Archaeological evidence has revealed human activity dating back to the Bronze Age, and the area contains many other scheduled Monuments, including a number of Bronze Age burial mounds and the faint remains of an Iron Age hillfort at the top of the hill. There also exists evidence of ancient farming as the Beacon is also crossed by deep channels which are thought to be cattle drovers' paths and cross-ridge dykes. The prehistoric earthwork, Grim's Ditch passes to the south of the Beacon at Incombe Hole.

==Nature==
Ivinghoe Beacon is part of the Ivinghoe Hills Site of Special Scientific Interest and this area forms part of the Chilterns Area of Outstanding Natural Beauty (AONB).

The chalk grassland supports a range of wildlife. A number of wild flower species grow on the Beacon such as rare types of wild orchid and pasque-flower, and these support endangered butterfly species such as the Duke of Burgundy.

==Filming location==
Ivinghoe Beacon's appearance of remoteness, yet relative proximity to the film studios at Pinewood Studios, Elstree and Leavesden, has made it a popular choice as a filming location.

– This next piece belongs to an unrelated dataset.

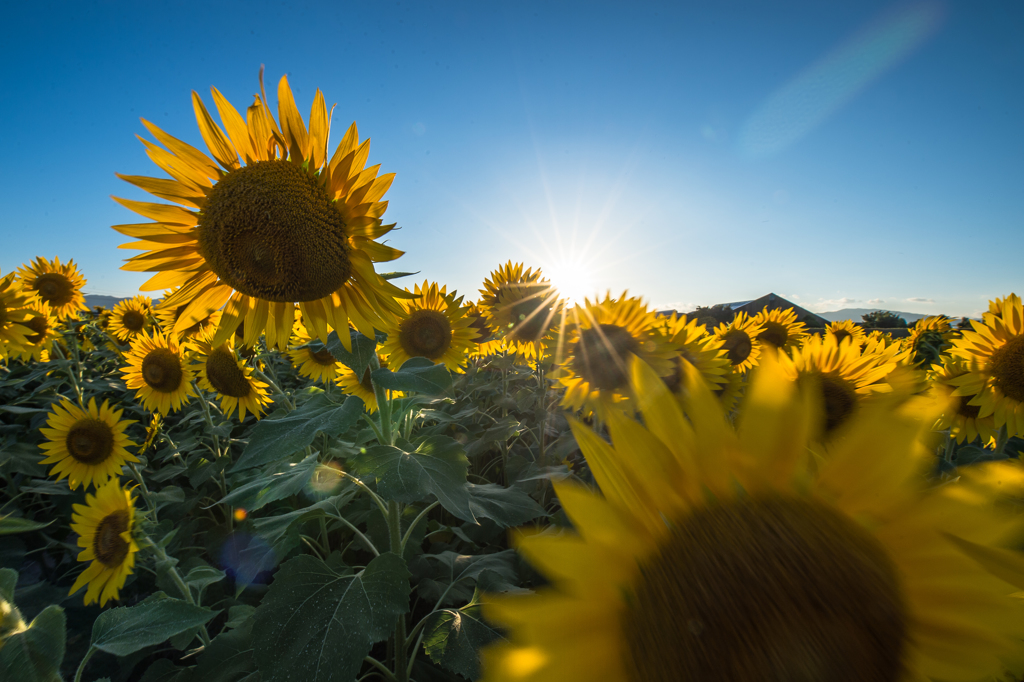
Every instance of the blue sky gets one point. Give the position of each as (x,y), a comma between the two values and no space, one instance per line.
(842,155)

It has been used as a location for many dramas, especially those produced by ITC in the 1960s.

The Beacon has been used as a filming location in four Harry Potter films – Harry Potter and the Goblet of Fire, Harry Potter and the Half-Blood Prince, and Harry Potter and the Deathly Hallows – Part 1 and Part 2. The Beacon also appeared in BBC dramas Killing Eve and The Detectorists whilst also in the 2012 BBC adaptation of Richard II. In 2018 film crews shot scenes on Ivinghoe Beacon for the Star Wars movie The Rise of Skywalker.